May hatte sich an den Oppositionsführer Corbyn gewandt, nachdem sie nicht genug Stimmen aus den Reihen ihrer konservativen Partei und deren Verbündeten im Parlament für ihren Brexit-Kurs erhielt. Die Zusammenarbeit mit Corbyn stößt in ihrer Partei auf Unmut. Zwei Staatssekretäre kündigten bereits ihren Rücktritt an. May und Corbynbezeichneten das Treffen als „konstruktiv“. Die Gespräche sollen am Donnerstag fortgesetzt werden. Allerdings fordert Labour eine Zollunion mit der EU, was viele Konservative strikt ablehnen.

„Nationale Interessen“

Vize-EU-Kommissionspräsident Frans Timmermans rief beide Seiten zu einer Einigung im Brexit-Streit auf.

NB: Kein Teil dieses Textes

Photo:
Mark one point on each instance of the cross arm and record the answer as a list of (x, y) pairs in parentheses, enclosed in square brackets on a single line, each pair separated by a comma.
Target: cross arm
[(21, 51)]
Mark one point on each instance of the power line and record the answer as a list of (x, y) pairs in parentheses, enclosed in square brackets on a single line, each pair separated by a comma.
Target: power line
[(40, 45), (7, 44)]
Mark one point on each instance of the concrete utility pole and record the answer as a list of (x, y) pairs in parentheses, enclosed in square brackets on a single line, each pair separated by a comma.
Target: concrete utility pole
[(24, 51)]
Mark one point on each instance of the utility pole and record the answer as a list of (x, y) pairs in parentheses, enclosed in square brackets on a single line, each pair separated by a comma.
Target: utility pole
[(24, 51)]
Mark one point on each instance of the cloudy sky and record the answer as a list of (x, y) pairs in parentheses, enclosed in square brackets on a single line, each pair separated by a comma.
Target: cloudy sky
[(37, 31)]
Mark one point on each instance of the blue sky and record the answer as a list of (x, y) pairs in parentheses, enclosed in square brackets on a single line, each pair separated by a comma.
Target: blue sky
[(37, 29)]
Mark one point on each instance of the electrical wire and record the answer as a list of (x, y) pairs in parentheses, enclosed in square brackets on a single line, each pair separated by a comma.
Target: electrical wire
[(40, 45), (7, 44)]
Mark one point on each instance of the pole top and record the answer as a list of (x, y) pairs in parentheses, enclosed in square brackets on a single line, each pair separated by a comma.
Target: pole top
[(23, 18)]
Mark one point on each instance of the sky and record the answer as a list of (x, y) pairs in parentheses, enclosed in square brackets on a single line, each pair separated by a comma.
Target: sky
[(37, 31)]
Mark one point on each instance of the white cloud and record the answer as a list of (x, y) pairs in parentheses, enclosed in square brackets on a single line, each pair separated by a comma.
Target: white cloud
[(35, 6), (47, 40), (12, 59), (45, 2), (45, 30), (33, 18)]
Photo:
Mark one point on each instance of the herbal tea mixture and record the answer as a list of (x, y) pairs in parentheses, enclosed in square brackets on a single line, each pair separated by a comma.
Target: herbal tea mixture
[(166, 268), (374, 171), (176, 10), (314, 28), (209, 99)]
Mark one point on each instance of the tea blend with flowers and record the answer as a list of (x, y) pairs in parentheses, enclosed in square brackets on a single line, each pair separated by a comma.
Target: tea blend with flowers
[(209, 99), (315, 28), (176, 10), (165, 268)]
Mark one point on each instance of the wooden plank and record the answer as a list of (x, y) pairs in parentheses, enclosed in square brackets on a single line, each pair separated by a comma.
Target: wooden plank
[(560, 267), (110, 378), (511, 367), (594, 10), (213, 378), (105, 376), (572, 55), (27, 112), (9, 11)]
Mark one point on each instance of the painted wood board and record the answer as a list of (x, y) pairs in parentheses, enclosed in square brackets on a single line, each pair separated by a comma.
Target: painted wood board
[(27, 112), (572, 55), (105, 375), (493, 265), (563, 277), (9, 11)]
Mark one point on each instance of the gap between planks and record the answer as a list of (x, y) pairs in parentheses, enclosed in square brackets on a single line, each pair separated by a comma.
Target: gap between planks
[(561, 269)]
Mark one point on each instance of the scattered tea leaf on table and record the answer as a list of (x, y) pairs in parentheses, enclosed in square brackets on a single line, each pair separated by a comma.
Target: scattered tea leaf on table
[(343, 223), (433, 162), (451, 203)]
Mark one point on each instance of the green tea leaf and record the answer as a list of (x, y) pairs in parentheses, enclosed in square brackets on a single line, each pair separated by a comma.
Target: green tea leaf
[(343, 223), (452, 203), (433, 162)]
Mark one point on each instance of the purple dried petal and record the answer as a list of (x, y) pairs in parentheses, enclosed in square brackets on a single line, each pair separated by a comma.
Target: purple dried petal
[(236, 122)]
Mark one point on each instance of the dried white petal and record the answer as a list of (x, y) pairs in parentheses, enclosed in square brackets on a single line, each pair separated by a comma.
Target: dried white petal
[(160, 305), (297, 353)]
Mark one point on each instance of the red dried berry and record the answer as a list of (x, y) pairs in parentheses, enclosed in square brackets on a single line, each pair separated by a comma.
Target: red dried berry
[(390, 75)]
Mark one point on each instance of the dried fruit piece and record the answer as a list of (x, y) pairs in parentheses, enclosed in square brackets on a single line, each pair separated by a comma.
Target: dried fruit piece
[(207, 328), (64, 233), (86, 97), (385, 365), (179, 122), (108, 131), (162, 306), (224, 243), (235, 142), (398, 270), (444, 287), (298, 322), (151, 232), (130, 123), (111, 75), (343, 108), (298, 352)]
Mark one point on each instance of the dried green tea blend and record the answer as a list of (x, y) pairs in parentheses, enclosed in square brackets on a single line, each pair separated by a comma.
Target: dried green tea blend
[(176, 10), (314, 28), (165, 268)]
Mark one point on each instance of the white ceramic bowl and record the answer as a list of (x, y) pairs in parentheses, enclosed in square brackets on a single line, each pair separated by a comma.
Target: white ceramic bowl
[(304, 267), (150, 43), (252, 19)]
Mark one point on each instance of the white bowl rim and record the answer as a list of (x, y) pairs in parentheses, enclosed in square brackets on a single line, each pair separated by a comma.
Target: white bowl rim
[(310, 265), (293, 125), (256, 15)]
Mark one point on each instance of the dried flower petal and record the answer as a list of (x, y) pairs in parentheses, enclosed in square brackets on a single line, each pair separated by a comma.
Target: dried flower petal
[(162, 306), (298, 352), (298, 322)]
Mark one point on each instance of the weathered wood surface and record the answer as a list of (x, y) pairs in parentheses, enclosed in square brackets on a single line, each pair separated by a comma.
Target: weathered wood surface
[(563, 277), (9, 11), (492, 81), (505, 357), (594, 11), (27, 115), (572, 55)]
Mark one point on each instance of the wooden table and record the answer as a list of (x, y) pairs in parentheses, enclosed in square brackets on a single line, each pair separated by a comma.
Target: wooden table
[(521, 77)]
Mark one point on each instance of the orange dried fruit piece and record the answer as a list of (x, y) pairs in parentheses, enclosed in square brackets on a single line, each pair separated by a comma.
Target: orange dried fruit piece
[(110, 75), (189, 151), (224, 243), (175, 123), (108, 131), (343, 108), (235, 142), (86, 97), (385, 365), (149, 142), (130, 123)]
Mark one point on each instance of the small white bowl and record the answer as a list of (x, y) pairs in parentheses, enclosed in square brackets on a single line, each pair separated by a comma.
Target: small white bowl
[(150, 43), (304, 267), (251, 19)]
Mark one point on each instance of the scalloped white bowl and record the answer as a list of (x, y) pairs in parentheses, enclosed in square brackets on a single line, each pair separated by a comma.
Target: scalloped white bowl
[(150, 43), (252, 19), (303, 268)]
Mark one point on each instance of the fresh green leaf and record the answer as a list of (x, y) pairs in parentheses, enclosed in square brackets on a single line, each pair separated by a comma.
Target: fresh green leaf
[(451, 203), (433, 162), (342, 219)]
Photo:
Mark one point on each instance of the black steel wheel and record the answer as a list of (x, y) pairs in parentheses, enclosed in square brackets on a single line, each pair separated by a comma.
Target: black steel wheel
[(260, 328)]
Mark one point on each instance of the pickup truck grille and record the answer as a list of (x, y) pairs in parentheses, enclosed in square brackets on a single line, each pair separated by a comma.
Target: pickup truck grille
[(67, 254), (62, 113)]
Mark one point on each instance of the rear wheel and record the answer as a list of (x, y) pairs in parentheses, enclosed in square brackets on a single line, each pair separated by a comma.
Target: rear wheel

Es wäre „außerordentlich wichtig“, dass sich May und Corbyn über die Grundsätze der künftigen Beziehungen zwischen der EU und Großbritannien einigen und der Austrittsvertrag im Unterhaus „endlich verabschiedet“ werde, sagte Timmermans der Welt vom Donnerstag. Eine solche Einigung wäre im Interesse Großbritanniens und der EU.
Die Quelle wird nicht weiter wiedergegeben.